Peshmerga
Kurdish "Peshmerga" troops move down a street during an intensive security deployment after clashes with militants of the Islamic State, formerly known as the Islamic State in Iraq and the Levant (ISIL), in Jalawla, Diyala province July 12, 2014. REUTERS/Stringer

As many as 200,000 people in the Iraqi town of Sinjar have had to flee an invasion by Islamic State militants. The death toll is not confirmed but mass executions often follow such takeovers.

The Islamic State seizure marks the second day of their advance on Kurdish peshmerga forces, the first time militants have done so since declaring their caliphate in June. Also Sunday, Reuters reported the Sunni militant group took over Ain Zalah oilfied and the town of Zumar.

"The peshmerga has withdrawn from Sinjar, Daash has entered the city," Kurdish official Kheiri Sinjari told Agence-France Press, using the former Arabic acronym for the Islamic State.

A Reuters report militants had taken the Mosul Dam has not been confirmed although the peshmerga has confirmed clashes are taking place. If militants take over the damn, it would give them the ability to flood major Iraqi cities.

Top U.N. envoy in Iraq Nickolay Mladenov called the situation in Sinjar a “humanitarian tragedy.”

"The United Nations has grave concerns for the physical safety of these civilians," he said in a statement Sunday.

"Hundreds fled leaving vehicles and a huge number of weapons and munitions and the brothers control many areas," the Islamic State said in a statement on its website. "The fighters arrived in the border triangle between Iraq, Syria and Turkey."

A senior source in the peshmerga told AFP troops "have withdrawn to mountain areas and are getting reinforcements.” The U.N. is particularly concerned for those who have fled to the mountainous region, as it is surrounded by jihadi forces.

Sinjar has been under threat of attack from militants for several weeks and peshmerga forces have been requesting weapons and aid from the United States to combat jihadi advances. Unconfirmed reports indicate militia worked with the peshmerga to combat militants in Sinjar. In Syria, they had joined forces briefly with the Free Syrian Army to do just that.

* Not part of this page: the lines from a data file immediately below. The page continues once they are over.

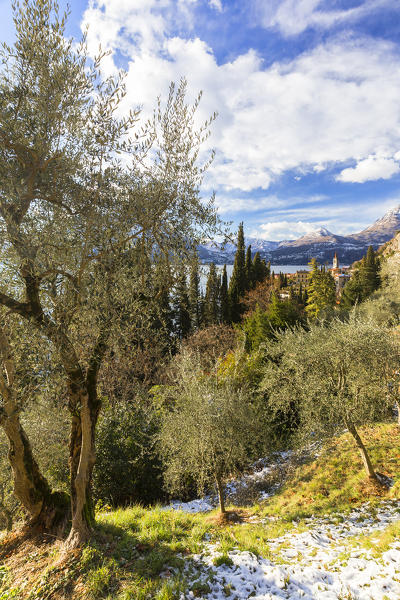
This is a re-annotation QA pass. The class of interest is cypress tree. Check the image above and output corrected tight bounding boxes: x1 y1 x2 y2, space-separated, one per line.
340 271 363 310
245 245 254 290
189 253 201 330
229 223 247 323
253 252 270 283
220 265 231 323
360 246 380 300
204 263 220 326
175 266 191 339
306 258 336 318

In Iraq, Shiites have been the U.S.-imposed ruling sect since Nouri al-Maliki, the former Shiite dissident under the rule of Baathist Saddam Hussein, was elected prime minister. Sunni militant group ISIS took over Mosul, Iraq’s second largest city in June. It has been threatening to take over the Baghdad and push the country into a sectarian civil war akin to what plagued the country in 2007.